As states continue to announce and implement data privacy regulations that create a patchwork of legislation for multi-state businesses to navigate, Bass, Berry & Sims attorney Roy Wyman was quoted in a Compliance Week article highlighting this complicated landscape and the challenges it presents companies.

As 11 individual states have taken on the issue of protecting consumer data with new regulations, Roy noted that the statutes don’t align and have made it exceedingly difficult and costly to comply. Many of the laws are largely similar but just different enough to make compliance challenging, such as how each state’s law defines key terms like “sensitive information” and “personal information.”
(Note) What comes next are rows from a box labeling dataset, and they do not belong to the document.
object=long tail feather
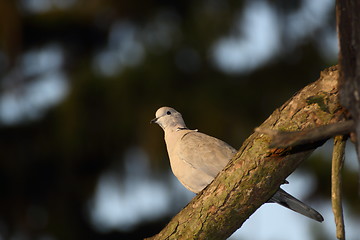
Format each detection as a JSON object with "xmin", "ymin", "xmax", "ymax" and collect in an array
[{"xmin": 269, "ymin": 188, "xmax": 324, "ymax": 222}]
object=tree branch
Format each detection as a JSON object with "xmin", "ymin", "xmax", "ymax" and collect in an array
[
  {"xmin": 149, "ymin": 67, "xmax": 343, "ymax": 240},
  {"xmin": 255, "ymin": 120, "xmax": 354, "ymax": 148},
  {"xmin": 331, "ymin": 136, "xmax": 347, "ymax": 240}
]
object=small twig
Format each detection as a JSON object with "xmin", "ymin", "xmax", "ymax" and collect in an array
[
  {"xmin": 255, "ymin": 120, "xmax": 354, "ymax": 148},
  {"xmin": 331, "ymin": 136, "xmax": 347, "ymax": 240}
]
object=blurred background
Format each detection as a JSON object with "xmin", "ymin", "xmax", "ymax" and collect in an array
[{"xmin": 0, "ymin": 0, "xmax": 360, "ymax": 240}]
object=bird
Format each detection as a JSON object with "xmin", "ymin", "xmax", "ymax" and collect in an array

“What’s legal in one state is illegal in another,” Roy said. Further, businesses may be subject to the laws even when they are not doing much in those states. “If you sell to just one person in Texas, it could potentially pull you in,” Roy added as an example, which could lead some small businesses to decide not to sell to anyone in a particular state rather than implement privacy protections for those consumers.
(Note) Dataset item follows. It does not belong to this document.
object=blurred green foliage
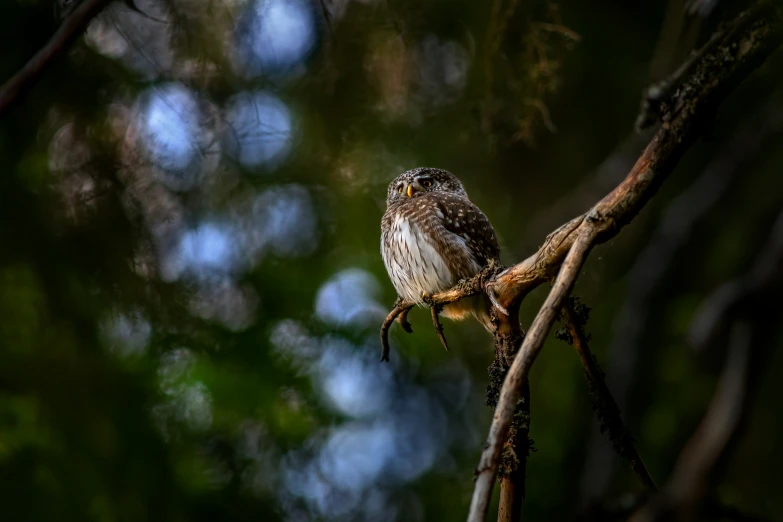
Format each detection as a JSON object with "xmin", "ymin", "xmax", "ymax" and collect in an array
[{"xmin": 0, "ymin": 0, "xmax": 783, "ymax": 522}]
In determining whether to apply a consistent approach across all the states in which a business operates or whether it makes sense to comply with each state individually, Roy suggested that either approach is fine and likely depends on the size, complexity, footprint and data usage plans of the company. Ultimately, businesses need to monitor each new state privacy law to determine whether there are any changes needed in their strategy and data policies.